The last few months of the year means pumpkin spice, holiday fun and…preparing for tax season.
While that last one might not be exactly what you want to be thinking about right now, keeping your tax strategy in mind when it comes to investing can help you hold on to more of your money. And that’s definitely something worth celebrating. Here are four steps you can take to keep your tax bill down.
Fortunately, you don’t have to worry about paying taxes on gains your stocks made until you sell them, which means putting that off for a while can be a good strategy. If you sell your stocks within a year of purchasing them, and they’ve appreciated in value, they’re subject to short-term capital gains tax.
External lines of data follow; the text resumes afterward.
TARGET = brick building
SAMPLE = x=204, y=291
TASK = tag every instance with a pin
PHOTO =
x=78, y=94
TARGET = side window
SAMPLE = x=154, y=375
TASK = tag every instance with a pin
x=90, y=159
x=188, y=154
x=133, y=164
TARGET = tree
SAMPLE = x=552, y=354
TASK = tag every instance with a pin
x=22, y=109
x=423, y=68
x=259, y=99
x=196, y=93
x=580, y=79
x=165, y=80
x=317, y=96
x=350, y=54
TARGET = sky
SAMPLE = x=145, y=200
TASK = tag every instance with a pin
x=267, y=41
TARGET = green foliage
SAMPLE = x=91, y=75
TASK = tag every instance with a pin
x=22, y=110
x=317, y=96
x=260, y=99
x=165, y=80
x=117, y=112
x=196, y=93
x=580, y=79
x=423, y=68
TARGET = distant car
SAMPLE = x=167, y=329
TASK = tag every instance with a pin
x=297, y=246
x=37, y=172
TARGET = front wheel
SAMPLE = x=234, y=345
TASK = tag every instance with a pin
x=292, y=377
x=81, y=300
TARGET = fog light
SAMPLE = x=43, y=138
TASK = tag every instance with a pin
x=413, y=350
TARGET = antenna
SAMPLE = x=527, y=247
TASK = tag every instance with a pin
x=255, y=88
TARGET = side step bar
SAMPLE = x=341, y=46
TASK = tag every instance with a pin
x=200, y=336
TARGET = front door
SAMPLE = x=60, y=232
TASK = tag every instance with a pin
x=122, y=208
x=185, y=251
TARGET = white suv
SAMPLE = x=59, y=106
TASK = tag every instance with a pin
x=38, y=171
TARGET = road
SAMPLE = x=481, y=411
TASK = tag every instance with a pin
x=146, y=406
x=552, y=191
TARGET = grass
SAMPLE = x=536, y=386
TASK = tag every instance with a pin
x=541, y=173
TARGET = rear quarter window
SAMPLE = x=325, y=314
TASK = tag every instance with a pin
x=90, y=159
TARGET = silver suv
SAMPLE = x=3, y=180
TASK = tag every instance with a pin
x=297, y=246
That’s equal to your ordinary income tax rate—up to 39.6 percent for the 2016 filing year—and higher than the long-term capital gains tax rate, capped at 20 percent.
So it typically pays off to hold your stocks for at least one year and a day. (Plus, focusing on your long-term goals is generally a smart investing strategy overall.)
Dividend-paying stocks are great for investors, in general, because they pay you while you continue to hold onto an investment. They’re even better if they pay qualified dividends, which are taxed at the lower, long-term capital gains rate (as opposed to non-qualified, which are taxed at your ordinary income rate.)
Qualified dividends must be paid by a U.S. corporation or qualified foreign corporation from certain types of funds. (Note: The payer should notify you if they are paying you qualified dividends, but you can find a more detailed definition from the IRS.) To be sure you nab the advantaged rate, you must have held the stock for more than 60 days within a 121-day period surrounding the payout date.
If you’re investing in a 401(k), Individual Retirement Account (IRA) or similar retirement plan, there are tax benefits.
“It’s often beneficial for investors to utilize various tax-advantaged accounts to shield income, such as interest, dividends and capital gains, from current taxation,” says Jeff Levine, Certified Public Accountant and chief retirement strategist for IRA consulting firm Ed Slott & Co. (In other words, you can defer taxes you’d otherwise have to pay now on interest, dividends and capital gains if you were investing in a non-tax-advantaged account.)
In addition, maximizing your contributions to a Traditional IRA or 401(k) can lower your taxable income. You can deduct whatever you contribute to a 401(k), up to a maximum of $18,000 in 2016. For IRAs, the contribution limit this year is $5,500 if you’re under 50. If neither you or your spouse have access to an employer-sponsored plan, you can typically deduct the full amount of your contribution. But if you (or your spouse) are covered by a plan at work, your deduction may be limited.
If you’re already planning to rebalance your portfolio or sell some stock, think about offsetting your gains with losses. “Psychologically, it’s not always easy to sell an investment at a loss, but it often makes good sense from a tax perspective,” says Bryan Koslow, a Certified Financial Planner and Certified Public Accountant with Clarus Financial in New York.
Vid Ponnapalli, a Red Bank, N.J.-based Certified Financial Planner and founder of Unique Financial Advisors, offers this example: If you bought one share of Stock A for $10 and want to sell it at $50, you’d owe taxes on that $40 gain. If you also own one share of Stock B, which you bought for $50 and is now priced at $10, you could sell it in the same year and deduct your $40 loss to wipe away your $40 gain from Stock A on your tax bill. The only catch is you can’t buy that stock or a similar one again for 30 days. (It’s called the wash-sale rule.)